Our 2020 survey is different. It reveals that Americans have been profoundly affected by the COVID-19 pandemic, and that the external factors Americans have listed in previous years as significant sources of stress remain present and problematic. These compounding stressors are having real consequences on our minds and bodies.

It is the unusual combination of these factors and the persistent drumbeat of a crisis that shows no sign of abating that is leading APA to sound the alarm: We are facing a national mental health crisis that could yield serious health and social consequences for years to come.

There is no question: The COVID-19 pandemic has had a substantial impact on the lives of all Americans, and it will continue to do so. It has disrupted work, education, health care, the economy, and relationships, with some groups more negatively impacted than others.

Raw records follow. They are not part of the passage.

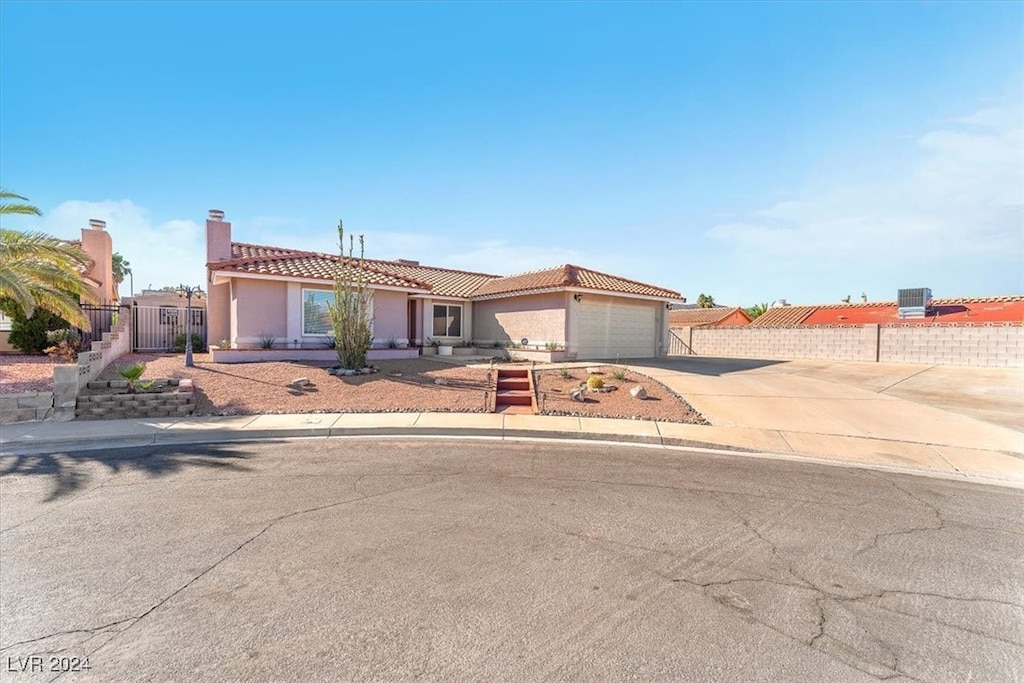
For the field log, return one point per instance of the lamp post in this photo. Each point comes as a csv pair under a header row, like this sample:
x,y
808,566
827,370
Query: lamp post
x,y
187,292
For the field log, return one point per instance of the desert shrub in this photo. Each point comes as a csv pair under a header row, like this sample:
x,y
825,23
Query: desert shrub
x,y
29,334
64,344
199,344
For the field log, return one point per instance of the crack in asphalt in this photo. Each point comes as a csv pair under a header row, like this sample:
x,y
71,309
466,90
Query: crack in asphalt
x,y
132,621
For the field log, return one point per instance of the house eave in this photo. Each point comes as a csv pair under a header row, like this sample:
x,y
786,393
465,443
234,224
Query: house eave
x,y
221,276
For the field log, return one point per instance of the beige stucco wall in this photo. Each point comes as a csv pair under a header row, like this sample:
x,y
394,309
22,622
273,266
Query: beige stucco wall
x,y
390,315
259,307
541,318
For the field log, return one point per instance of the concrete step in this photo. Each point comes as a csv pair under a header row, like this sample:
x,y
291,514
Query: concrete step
x,y
507,397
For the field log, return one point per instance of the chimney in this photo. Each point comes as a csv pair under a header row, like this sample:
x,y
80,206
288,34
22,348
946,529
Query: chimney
x,y
98,247
218,237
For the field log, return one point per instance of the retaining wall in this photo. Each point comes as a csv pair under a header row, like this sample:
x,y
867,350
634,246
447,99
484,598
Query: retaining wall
x,y
983,345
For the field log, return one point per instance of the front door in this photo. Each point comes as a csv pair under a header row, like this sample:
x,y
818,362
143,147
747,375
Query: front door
x,y
412,322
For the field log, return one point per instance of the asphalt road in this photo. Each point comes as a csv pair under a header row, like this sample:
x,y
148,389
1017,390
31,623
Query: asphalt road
x,y
474,559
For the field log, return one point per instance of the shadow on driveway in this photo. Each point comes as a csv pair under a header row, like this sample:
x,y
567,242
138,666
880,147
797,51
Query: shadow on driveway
x,y
701,366
72,470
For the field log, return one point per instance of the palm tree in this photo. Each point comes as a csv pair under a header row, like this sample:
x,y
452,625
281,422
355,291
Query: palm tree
x,y
706,301
38,270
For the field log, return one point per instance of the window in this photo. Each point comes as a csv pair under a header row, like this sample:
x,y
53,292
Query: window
x,y
316,312
448,321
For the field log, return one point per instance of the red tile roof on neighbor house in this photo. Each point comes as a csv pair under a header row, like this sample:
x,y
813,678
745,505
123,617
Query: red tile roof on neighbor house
x,y
782,316
569,275
261,259
696,317
963,310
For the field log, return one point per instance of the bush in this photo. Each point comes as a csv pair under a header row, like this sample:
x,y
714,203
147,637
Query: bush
x,y
29,334
65,344
199,344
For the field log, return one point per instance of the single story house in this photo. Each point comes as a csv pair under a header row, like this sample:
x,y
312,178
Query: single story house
x,y
257,293
716,316
964,310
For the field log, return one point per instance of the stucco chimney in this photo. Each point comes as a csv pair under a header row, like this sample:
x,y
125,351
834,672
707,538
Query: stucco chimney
x,y
98,247
218,237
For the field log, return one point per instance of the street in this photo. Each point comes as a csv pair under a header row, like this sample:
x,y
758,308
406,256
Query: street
x,y
316,559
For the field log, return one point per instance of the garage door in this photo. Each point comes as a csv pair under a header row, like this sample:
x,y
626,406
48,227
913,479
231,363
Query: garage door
x,y
616,330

The sheer magnitude of the COVID-19 crisis is hard to fathom. As of the published date of this report, the death toll from the COVID-19 pandemic has topped 215,000 in the United States, according to Johns Hopkins University. This is more Americans than died in World War I (116,516 deaths1), the Vietnam War (58,2092), and the Korean War (36,5163) – combined.

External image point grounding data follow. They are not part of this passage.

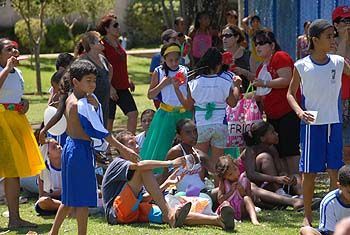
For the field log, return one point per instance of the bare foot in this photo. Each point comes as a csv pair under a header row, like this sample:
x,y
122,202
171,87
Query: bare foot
x,y
177,218
298,203
307,222
20,223
255,222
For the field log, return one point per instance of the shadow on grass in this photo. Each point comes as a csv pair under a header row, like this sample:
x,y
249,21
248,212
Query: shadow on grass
x,y
41,229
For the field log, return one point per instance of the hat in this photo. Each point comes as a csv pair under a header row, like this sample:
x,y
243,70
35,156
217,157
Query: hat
x,y
341,11
167,34
318,26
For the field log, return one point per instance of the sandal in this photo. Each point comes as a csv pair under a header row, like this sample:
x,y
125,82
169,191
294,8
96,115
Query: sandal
x,y
181,214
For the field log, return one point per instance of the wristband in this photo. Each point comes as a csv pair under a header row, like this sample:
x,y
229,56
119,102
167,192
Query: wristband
x,y
265,83
170,167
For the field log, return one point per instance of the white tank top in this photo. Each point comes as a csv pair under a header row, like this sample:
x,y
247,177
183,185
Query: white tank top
x,y
321,88
210,89
167,94
13,87
192,176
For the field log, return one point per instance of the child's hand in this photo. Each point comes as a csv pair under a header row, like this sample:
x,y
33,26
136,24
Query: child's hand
x,y
25,106
174,178
42,137
131,155
306,117
180,161
237,81
92,100
282,179
241,190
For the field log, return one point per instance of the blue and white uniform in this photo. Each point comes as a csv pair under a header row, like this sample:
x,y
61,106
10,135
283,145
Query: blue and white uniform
x,y
79,187
321,142
332,210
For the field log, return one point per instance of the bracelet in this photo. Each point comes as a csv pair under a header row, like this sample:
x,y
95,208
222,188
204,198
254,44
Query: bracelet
x,y
170,167
265,83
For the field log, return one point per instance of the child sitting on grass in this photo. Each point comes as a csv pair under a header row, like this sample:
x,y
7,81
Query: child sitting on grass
x,y
123,190
235,189
334,207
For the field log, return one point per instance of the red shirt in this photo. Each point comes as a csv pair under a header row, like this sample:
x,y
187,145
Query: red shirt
x,y
117,59
345,89
275,103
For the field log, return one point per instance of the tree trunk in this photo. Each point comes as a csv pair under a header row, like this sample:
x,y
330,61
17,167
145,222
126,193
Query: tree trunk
x,y
37,68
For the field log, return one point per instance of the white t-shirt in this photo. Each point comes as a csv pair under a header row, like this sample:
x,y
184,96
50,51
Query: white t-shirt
x,y
332,210
13,88
321,88
140,138
210,89
167,94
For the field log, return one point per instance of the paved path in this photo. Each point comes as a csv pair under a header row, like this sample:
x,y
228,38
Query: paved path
x,y
148,53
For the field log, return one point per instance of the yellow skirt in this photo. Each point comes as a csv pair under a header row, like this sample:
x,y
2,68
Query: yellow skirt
x,y
19,152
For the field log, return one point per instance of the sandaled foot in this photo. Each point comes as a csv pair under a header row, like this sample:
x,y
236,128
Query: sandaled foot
x,y
21,224
180,215
306,222
226,216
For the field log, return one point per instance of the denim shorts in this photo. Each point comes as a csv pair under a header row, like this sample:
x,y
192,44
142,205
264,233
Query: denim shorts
x,y
216,134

Behind this devastating loss of life is immense stress and trauma for friends and families of those who died; for those infected; for those who face long recoveries; and for all Americans whose lives have been thrown into chaos in countless ways, including job loss, financial distress, and uncertain futures for themselves and their nation.

The potential long-term consequences of the persistent stress and trauma created by the pandemic are particularly serious for our country’s youngest individuals, known as Generation Z (Gen Z). Our 2020 survey shows that Gen Z teens (ages 13-17) and Gen Z adults (ages 18-23) are facing unprecedented uncertainty, are experiencing elevated stress and are already reporting symptoms of depression.

We need to act right now to help those who need it, and to prevent a much more serious and widespread mental health crisis.

Faced with troubling and escalating stress levels across the country, APA reached out to psychologists specializing in child development, parenting, racial disparities, education, and employment to gather actionable advice. These experts include Emma Adam, PhD; Mary Alvord, PhD; Leslie Hammer, PhD; Byron McClure, EdD; Mia Smith-Bynum, PhD; and Erlanger “Earl” Turner, PhD. APA thanks them all for their thoughtful, supportive counsel.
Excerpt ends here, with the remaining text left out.